Wizenberg and Pettit’s wedding in an August 2007 post; photo credit: Michèle Waite

Through it all, Wizenberg has blogged on, though her style of posts have changed some. For her first six years, she says she “stumbled into a formula” that worked: She came up with a recipe she wanted to share (mostly adapted from cookbooks) and created a context for it. Around 2010, when life was hectic with the just-opened Delancey, however, she made an effort to drop these rules she had created and just let herself write.

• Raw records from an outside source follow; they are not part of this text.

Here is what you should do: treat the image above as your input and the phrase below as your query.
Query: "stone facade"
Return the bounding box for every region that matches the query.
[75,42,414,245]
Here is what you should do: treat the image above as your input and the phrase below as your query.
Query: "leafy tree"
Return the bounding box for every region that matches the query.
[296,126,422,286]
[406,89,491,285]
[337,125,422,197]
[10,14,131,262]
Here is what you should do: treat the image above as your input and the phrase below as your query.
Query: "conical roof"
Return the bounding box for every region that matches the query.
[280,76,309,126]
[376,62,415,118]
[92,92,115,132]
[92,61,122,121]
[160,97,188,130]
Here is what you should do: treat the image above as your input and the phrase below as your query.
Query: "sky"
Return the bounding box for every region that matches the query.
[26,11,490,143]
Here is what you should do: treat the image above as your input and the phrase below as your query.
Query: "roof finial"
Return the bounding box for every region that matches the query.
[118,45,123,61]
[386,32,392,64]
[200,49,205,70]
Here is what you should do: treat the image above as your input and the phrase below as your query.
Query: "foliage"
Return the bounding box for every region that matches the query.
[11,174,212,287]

Delancey in the makings. See more early photos of the restaurant in the Orangette August 2010 archives; photo credit: Molly Wizenberg

“The longer I’ve been blogging, the more I’ve come to understand that what I really care about is the writing,” she says, adding that many of her favorite posts today don’t have recipes. In her writing process, she remarks, “I have very intentionally diversified my career so I can keep my blog as my practice space. For my sanity, it’s really important that I not try to make money from it—I just show up and keep practicing.”

She may not have tried for it, but income has come: Wizenberg says that every paid writing job she has ever gotten has come from Orangette. Her advice to writers who would love a taste of such opportunities?

“In any creative field,” Wizenberg counsels, “consume a lot of what inspires you and keep trying to get better.”

For her own part, she says, “I’ve been tremendously lucky,” feeling she has profited from timing and a range of other factors. “But the other thing is that I’ve worked really hard.” In her opinion, such dedication is inherent for all bloggers achieving success. “I work really hard to do work I can be proud of and married someone who feels the same way. It’s an awesome thing.”